By now, more than a year after Barack Obama took office as the 44th president of the United States — and the first African-American to assume the office — it is becoming more and more apparent that the Republican opposition in Congress, and particularly in the Senate, is not acting in the role of the "loyal opposition" that one would expect in a democracy.
Instead, the GOP is engaging in an unprecedented attempt to grind to a complete halt the president’s ability to govern. Not to mention the ability of the majority party in Congress to pass legislation.
This is nothing less than an outright "tyranny of the minority" that is a clearly unconstitutional abuse of power. The evidence of this abuse of power is becoming more and more apparent with each passing month. And it must be stopped.
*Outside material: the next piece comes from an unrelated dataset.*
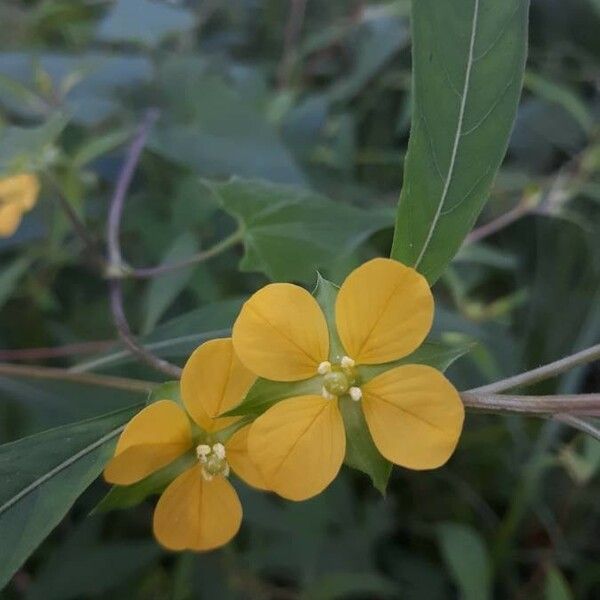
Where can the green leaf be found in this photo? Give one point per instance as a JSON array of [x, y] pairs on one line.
[[361, 452], [178, 337], [439, 355], [126, 496], [289, 233], [345, 585], [28, 148], [468, 62], [264, 394], [556, 587], [170, 390], [163, 290], [467, 558], [10, 276], [43, 475]]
REPUBLICANS ABANDON THEIR OWN IDEAS AFTER OBAMA ADOPTS THEM
In a scathing expose, MSNBC’s Rachael Maddow noted that the Republicans in Congress have repeatedly done an about-face on one policy idea after another that they themselves proposed, turning around and opposing those same ideas once President Obama adopted them — even going so far as to do a 180-degree turn on policies implemented by the previous Bush administration that Obama continued.
It was the Republicans who first proposed a blue-ribbon commission to come up with ways to deal with the ballooning budget deficit, Maddow notes. But once the president endorsed the idea, the GOP turned around and came out against it.
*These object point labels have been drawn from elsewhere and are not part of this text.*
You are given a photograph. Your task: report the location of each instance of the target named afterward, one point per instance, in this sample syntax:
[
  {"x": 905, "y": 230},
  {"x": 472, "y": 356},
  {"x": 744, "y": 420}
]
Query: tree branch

The Republicans, who are supposedly deeply concerned about the ballooning budget deficit, voted against a major deficit-fighting tool backed by Obama: Enshrining into law the so-called "pay-as-you-go" budgeting rules that were first implemented under President Bill Clinton in 1995 under prodding from the then-GOP-controlled Congress.
Obama on Friday signed the "pay-as-you-go" measure into law — part of a larger bill raising the national debt ceiling to $14.294 trillion, without which the federal government would have been forced to shut down. Yet almost every Republican in both the House and the Senate voted against it.